Second, data governance issues should not be underestimated. In practice, federal agencies struggle to share even basic datasets due to statutory limits, security requirements, and differing IT architectures. The American Science and Security Platform depends on aggregating and increasing the accessibility of federal scientific datasets, but the DOE's own laboratories operate on different networks. Additionally, external users of DOE facilities often store their data elsewhere: university-generated research data typically resides on university systems, and many large-scale scientific projects depend on international partners and cross-border data flows. Integrating these sources--along with privately held industry data--requires not just technical interoperability but legal agreements, security protocols, and trust, none of which can be mandated by executive order. Bringing assets into a secure, interoperable platform may require technical standardization, new data-use agreements, and stronger stewardship practices than currently exist across much of the federal data system.

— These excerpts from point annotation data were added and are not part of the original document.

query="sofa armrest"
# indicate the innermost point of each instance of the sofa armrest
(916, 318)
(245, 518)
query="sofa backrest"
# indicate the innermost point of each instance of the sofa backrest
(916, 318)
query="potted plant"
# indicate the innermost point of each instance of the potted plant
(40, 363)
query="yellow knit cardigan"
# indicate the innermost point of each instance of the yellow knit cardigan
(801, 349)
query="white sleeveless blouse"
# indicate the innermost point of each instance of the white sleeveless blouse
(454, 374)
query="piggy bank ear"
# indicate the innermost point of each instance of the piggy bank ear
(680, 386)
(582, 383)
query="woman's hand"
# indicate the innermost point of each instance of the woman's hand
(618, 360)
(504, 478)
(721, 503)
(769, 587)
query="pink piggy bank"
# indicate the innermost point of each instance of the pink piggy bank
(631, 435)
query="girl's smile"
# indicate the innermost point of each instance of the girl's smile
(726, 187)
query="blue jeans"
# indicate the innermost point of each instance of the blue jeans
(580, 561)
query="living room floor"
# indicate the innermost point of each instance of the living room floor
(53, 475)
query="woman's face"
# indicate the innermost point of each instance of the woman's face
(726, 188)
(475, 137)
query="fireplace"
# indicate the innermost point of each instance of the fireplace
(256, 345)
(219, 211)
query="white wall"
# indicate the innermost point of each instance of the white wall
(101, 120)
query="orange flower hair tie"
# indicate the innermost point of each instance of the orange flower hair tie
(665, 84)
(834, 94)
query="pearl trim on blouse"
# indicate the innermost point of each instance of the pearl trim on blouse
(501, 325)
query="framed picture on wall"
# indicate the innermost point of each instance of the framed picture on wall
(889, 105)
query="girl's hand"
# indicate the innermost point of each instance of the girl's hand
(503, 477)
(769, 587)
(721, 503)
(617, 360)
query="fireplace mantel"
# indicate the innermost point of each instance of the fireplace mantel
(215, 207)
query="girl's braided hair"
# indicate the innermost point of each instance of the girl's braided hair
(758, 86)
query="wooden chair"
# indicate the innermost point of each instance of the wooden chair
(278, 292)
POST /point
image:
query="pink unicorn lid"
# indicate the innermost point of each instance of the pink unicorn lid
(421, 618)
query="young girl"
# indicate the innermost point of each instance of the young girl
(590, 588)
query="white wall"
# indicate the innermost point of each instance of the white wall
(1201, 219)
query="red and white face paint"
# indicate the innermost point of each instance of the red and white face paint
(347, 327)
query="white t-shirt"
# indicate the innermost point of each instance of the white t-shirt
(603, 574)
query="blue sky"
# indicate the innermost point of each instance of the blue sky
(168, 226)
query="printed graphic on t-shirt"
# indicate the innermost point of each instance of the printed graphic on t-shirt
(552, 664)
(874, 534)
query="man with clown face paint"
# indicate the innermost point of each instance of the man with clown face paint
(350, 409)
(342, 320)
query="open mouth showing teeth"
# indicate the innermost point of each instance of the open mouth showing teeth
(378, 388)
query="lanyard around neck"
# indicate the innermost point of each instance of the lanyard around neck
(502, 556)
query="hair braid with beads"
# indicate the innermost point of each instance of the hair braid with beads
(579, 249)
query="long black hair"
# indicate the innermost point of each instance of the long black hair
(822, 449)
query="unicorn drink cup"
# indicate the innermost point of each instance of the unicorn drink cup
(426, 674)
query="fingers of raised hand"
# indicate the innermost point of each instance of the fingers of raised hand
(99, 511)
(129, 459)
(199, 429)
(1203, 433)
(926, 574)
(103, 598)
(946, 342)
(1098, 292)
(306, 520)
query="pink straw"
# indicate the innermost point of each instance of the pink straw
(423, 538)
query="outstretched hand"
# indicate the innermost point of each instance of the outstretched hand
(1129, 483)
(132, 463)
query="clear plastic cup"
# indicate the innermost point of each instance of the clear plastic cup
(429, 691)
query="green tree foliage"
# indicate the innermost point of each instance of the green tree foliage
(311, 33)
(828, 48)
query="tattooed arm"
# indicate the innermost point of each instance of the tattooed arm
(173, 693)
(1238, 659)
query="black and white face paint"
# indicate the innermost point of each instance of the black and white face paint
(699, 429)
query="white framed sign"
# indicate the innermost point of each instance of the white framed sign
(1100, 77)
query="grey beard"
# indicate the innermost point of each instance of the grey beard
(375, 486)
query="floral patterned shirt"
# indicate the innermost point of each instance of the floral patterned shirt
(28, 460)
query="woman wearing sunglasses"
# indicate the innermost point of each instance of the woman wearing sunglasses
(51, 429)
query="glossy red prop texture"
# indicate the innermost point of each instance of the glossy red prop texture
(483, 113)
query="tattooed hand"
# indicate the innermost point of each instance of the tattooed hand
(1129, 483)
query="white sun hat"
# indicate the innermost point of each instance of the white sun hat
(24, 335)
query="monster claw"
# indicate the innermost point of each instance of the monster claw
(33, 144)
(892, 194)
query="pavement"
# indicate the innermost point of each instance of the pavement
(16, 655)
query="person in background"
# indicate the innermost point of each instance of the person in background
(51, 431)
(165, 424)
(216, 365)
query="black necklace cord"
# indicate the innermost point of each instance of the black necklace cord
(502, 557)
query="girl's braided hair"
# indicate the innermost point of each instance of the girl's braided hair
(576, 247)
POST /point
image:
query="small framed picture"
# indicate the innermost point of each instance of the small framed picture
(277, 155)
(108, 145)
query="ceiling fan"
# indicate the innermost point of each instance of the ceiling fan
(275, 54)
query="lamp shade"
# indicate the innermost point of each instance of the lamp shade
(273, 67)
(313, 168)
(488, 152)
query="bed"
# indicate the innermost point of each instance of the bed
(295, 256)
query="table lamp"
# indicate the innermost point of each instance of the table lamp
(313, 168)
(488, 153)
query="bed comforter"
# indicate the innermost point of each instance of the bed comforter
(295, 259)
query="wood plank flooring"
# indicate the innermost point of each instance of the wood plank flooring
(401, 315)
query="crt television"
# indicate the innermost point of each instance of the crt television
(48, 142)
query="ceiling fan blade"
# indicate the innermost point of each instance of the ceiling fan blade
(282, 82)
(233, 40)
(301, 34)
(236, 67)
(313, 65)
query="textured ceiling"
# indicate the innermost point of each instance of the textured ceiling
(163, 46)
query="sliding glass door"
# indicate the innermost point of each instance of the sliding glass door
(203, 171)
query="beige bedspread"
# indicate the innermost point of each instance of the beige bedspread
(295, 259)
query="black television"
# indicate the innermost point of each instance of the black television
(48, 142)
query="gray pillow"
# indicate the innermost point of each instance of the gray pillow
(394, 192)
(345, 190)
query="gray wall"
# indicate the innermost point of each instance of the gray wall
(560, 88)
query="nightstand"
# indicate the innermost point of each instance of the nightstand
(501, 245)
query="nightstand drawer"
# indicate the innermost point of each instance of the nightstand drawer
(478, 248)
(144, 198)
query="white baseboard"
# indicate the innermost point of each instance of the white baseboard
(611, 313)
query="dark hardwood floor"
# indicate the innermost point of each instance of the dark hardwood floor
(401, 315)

A third is related to resourcing the Genesis Mission: the executive order envisages operational efficiencies to redeploy existing resources-not new funding. That means that progress will depend on the DOE's ability to reorganize and optimize current resources-supercomputing infrastructure, laboratory capabilities, ongoing research programs, and ESnet, the DOE's current high-capacity inter-lab data network-to fulfill its new directives. Change management challenges with winners and losers can be expected: research programs that lose funding to stand up the platform, labs whose operations get disrupted, and scientists whose computational access gets reallocated. These trade-offs will determine whether the research community embraces Genesis or resists it.

Given these constraints within the federal system, the plan under Genesis to partner extensively with the private sector, universities, and international partners is welcome. In fact, the executive order aims to leverage a number of institutional innovations, including those developed under earlier administrations-for instance, new standardized frameworks for cooperative research, data use, and model sharing-and orders agencies to launch coordinated funding opportunities, prize competitions, fellowships, and user-facility partnerships to encourage private-sector participation. Announced private-sector partners include Microsoft, OpenAI, Google, Nvidia, AMD, AWS, and Anthropic, although their precise role in the mission remains to be defined.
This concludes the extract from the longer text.